Learn · Calibration

Bands you can size off.

Every /cohort response includes a calibrated_return_pct band alongside the raw retrieval quantiles. The calibration is split-conformal and is validated on held-out anchors, not claimed. The short version is below. The full methodology — including the nonconformity formula — lives at /learn/methodology.

The finding

Nearest-neighbor quantiles systematically under-cover. Neighbors are selected for shape similarity, not randomness, which compresses the empirical variance. On our own data:

BandNominalRaw empiricalCalibrated empirical
[p10, p90], 5d80%~68%~82%
[p10, p90], 10d80%~68%~80%
[p25, p75], 5d50%~40%~49%

The calibrated bands are what /cohort returns in calibrated_return_pct.
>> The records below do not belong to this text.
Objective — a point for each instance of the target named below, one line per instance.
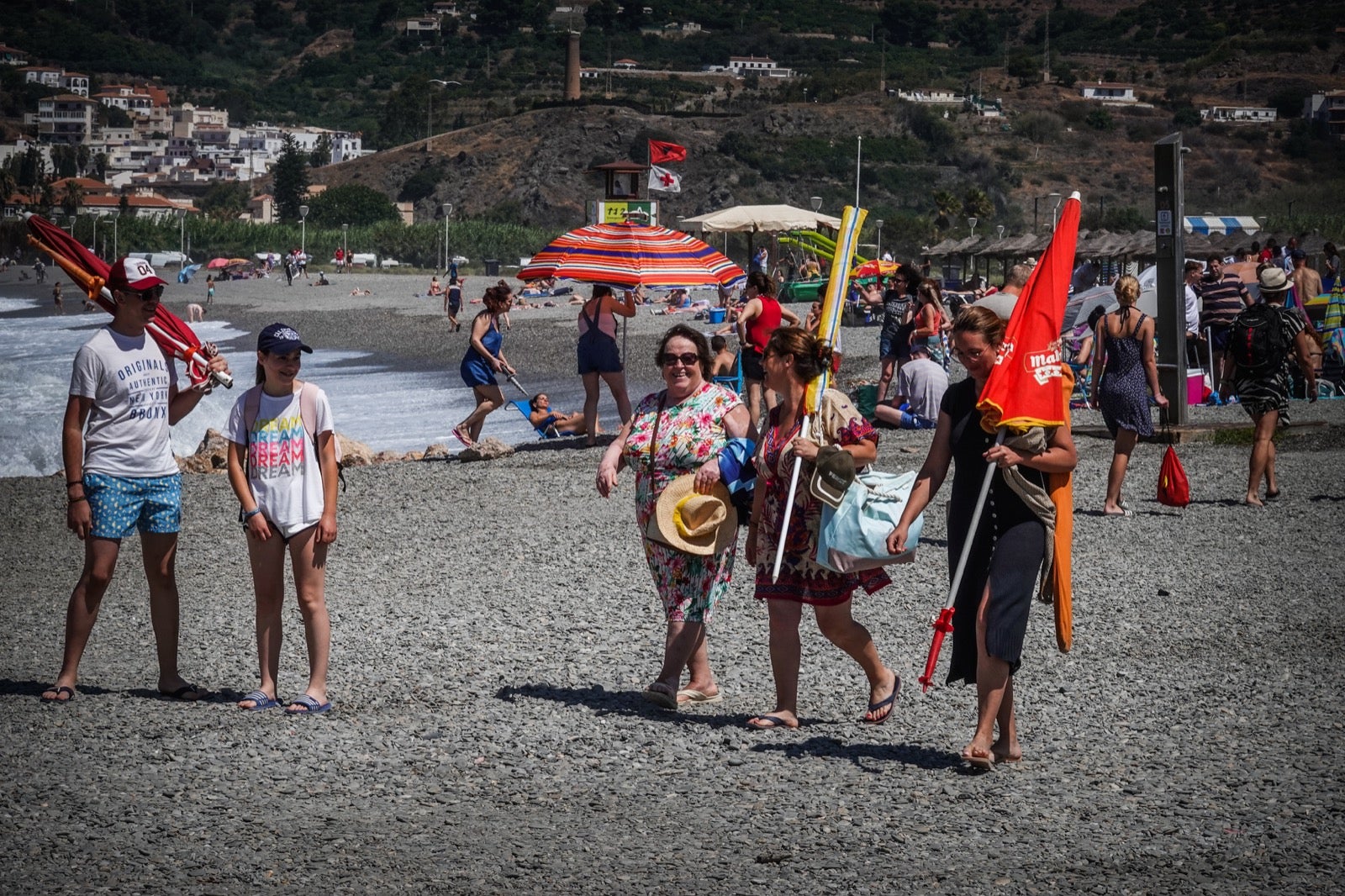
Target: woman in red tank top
(760, 316)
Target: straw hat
(693, 522)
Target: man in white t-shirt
(120, 472)
(920, 385)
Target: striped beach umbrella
(630, 255)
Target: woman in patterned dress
(793, 360)
(672, 432)
(1127, 336)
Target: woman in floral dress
(793, 360)
(672, 432)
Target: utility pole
(1046, 53)
(1170, 252)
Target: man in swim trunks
(120, 472)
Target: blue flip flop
(260, 701)
(883, 704)
(309, 707)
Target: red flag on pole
(663, 152)
(1024, 387)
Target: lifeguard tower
(622, 202)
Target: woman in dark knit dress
(990, 614)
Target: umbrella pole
(1210, 350)
(789, 506)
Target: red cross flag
(663, 152)
(665, 179)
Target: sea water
(372, 401)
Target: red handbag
(1174, 486)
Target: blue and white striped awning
(1221, 224)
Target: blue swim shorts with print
(121, 505)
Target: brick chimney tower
(572, 67)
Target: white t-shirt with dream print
(282, 466)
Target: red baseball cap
(134, 273)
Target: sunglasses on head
(145, 295)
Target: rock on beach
(493, 626)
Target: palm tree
(71, 198)
(975, 203)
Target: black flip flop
(182, 694)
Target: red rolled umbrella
(91, 273)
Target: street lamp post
(1036, 199)
(448, 210)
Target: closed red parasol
(91, 273)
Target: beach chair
(524, 408)
(733, 380)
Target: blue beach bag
(854, 535)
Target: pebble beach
(494, 625)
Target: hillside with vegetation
(504, 145)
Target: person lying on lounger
(546, 420)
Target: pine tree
(291, 179)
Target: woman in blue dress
(1125, 373)
(483, 360)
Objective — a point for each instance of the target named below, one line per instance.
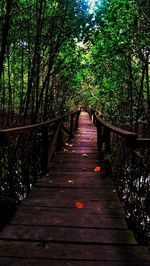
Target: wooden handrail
(19, 130)
(117, 130)
(103, 135)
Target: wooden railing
(26, 152)
(127, 158)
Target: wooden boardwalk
(73, 216)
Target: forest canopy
(58, 55)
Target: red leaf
(79, 205)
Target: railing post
(60, 140)
(76, 119)
(99, 135)
(44, 159)
(72, 126)
(107, 140)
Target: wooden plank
(53, 216)
(47, 262)
(66, 234)
(50, 229)
(73, 252)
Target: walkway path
(73, 216)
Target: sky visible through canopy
(92, 4)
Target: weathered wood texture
(73, 215)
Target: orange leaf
(97, 169)
(79, 205)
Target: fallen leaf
(70, 181)
(79, 205)
(69, 145)
(65, 150)
(97, 169)
(84, 169)
(84, 155)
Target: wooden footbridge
(73, 215)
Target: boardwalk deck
(73, 216)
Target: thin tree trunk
(5, 32)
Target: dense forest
(58, 55)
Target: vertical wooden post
(107, 140)
(77, 119)
(44, 159)
(99, 135)
(60, 138)
(72, 126)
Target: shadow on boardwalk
(73, 216)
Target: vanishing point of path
(72, 217)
The raw bands stay available in return_pct because their medians are unbiased and useful for ranking cohorts against each other.

How an agent should consume this

  • For sizing, stops, or any uncertainty claim: use calibrated_return_pct. That’s the band whose nominal coverage we verified empirically.
  • For ranking cohorts: use raw return_pct. Medians are unbiased and comparable across horizons; shrunk variance doesn’t corrupt relative ordering.
  • For derated confidence: the response’s calibration.coverage_80_validated field is the actual empirical hit-rate on our held-out set. Use it directly if you need stricter coverage than nominal.

Honest limits

  • — Conformal calibration assumes exchangeability. Extreme regime shifts can temporarily break coverage; we refit periodically.
  • — Cohorts with n < 30 are too small for the band to be tight. Treat those as exploration, not signal.
  • — Our calibration set doesn’t cover every tail event — VIX > 60 is under-represented. The band is honest within the training regime.